Dans un système de narration qu’on pourrait littéralement qualifier de cauchemardesque, le film glisse lentement vers une fin du monde sans fioriture, qu’on ne remarque qu’une fois qu’elle a eu lieu. « Où sont passés tous les gens ? » demande naïvement un personnage lors d’une sublime fuite nocturne en métro, et le spectateur sera amené à se poser les mêmes questions en observant Tokyo vidée de toute sa vie. L’isolement de Kaïro est tel que l’humanité tout entière y disparaît sans que l’on semble s’en inquiéter, comme si tous vivaient tellement déconnectés les uns des autres qu’ils ne se rendaient pas compte de la catastrophe en cours. A peine aura-t-on le droit à un journal télévisé annonçant en arrière-plan une série de disparitions successives.

Cette logique cauchemardesque trouve aussi sa pleine intensité dans les trouvailles visuelles. De tous les suicides qui traversent le film, seuls deux sont montrés de manière particulièrement frontale à l’écran. Les corps sont ensuite rapidement remplacés par une marque noire, facilement reconnaissable, qui évoquera la mort tout le long du récit. De même, la Salle Interdite où se dérouleront les scènes les plus terrifiantes de Kaïro est fermée à l’aide d’un scotch rouge sang, et c’est la répétition de l’usage de scotch, qu’il soit déchiré pour ouvrir la porte ou déplié pour la bloquer, qui suffira à faire ressurgir des images d’horreur dans la mémoire du spectateur. Dans une maitrise virtuose du traumatisme, Kioshy Kurosawa construit une grammaire horrifique dans sa première partie qui permet ensuite à Kaïro d’être de plus en plus effrayant tout en montrant de moins en moins les causes directes de la peur.

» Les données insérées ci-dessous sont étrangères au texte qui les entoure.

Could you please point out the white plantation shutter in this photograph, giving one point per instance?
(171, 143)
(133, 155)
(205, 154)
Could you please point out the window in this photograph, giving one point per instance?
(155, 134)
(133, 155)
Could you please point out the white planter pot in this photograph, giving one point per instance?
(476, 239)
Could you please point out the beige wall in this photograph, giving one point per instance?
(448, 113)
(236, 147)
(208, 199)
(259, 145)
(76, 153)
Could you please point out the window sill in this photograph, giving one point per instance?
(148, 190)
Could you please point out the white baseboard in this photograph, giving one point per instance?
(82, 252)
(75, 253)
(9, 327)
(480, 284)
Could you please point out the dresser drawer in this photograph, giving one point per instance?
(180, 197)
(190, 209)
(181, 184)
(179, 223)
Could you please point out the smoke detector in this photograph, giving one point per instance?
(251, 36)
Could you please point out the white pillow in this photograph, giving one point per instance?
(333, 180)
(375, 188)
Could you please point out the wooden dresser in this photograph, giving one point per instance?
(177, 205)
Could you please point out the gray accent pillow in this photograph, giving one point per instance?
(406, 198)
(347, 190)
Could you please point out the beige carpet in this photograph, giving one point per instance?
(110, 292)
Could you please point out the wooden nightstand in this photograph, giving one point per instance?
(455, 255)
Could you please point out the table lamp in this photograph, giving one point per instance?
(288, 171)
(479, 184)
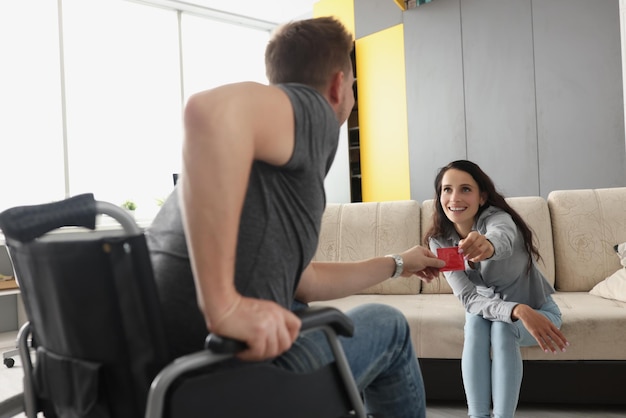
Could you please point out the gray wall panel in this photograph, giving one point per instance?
(434, 78)
(579, 94)
(531, 90)
(500, 93)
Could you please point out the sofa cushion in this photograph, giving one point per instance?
(614, 286)
(593, 326)
(358, 231)
(586, 224)
(534, 211)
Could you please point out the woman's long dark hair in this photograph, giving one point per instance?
(442, 225)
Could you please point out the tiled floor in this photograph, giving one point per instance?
(11, 384)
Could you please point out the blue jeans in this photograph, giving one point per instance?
(380, 355)
(492, 362)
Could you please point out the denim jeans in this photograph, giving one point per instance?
(492, 362)
(380, 355)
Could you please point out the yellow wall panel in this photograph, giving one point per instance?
(341, 9)
(382, 106)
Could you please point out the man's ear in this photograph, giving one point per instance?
(334, 89)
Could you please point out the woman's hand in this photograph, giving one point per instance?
(475, 247)
(541, 328)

Sorti il y a vingt ans, le film porte par ailleurs un regard d’une étonnante modernité sur la technologie. En prenant uniquement des jeunes comme personnages principaux, il se fait le portrait d’une génération dépassée par les innovations de son époque. Les ordinateurs personnels encore peu démocratisés sont perçus comme source de peur, autant pour les mystérieuses vidéos qui y sont diffusées que pour le dépaysement associé à leur nouveauté (par exemple lorsque faire une simple capture d’écran devient une épreuve épouvantable). Si le discours se fait parfois réactionnaire, et qu’il souffre de quelques dialogues trop démonstratifs, l’ensemble trouve par instants une résonnance inattendue avec notre époque.

N’étant pas forcément ce qu’on attend en premier lieu lorsque l’on lance un film d’horreur, Kaïro brille avant tout pour son austérité glaçante. Son art du dépouillement en fait une œuvre qui dérange plus qu’elle ne terrifie, et s’il dissémine çà et là quelques gigantesques trouvailles horrifiques (notamment dans la fameuse Salle Interdite), c’est la puissance de son atmosphère qui marque longtemps après le visionnage. Ainsi, les innombrables visions qu’il laisse en tête sauront aisément faire pardonner ses quelques maladresses d’écriture.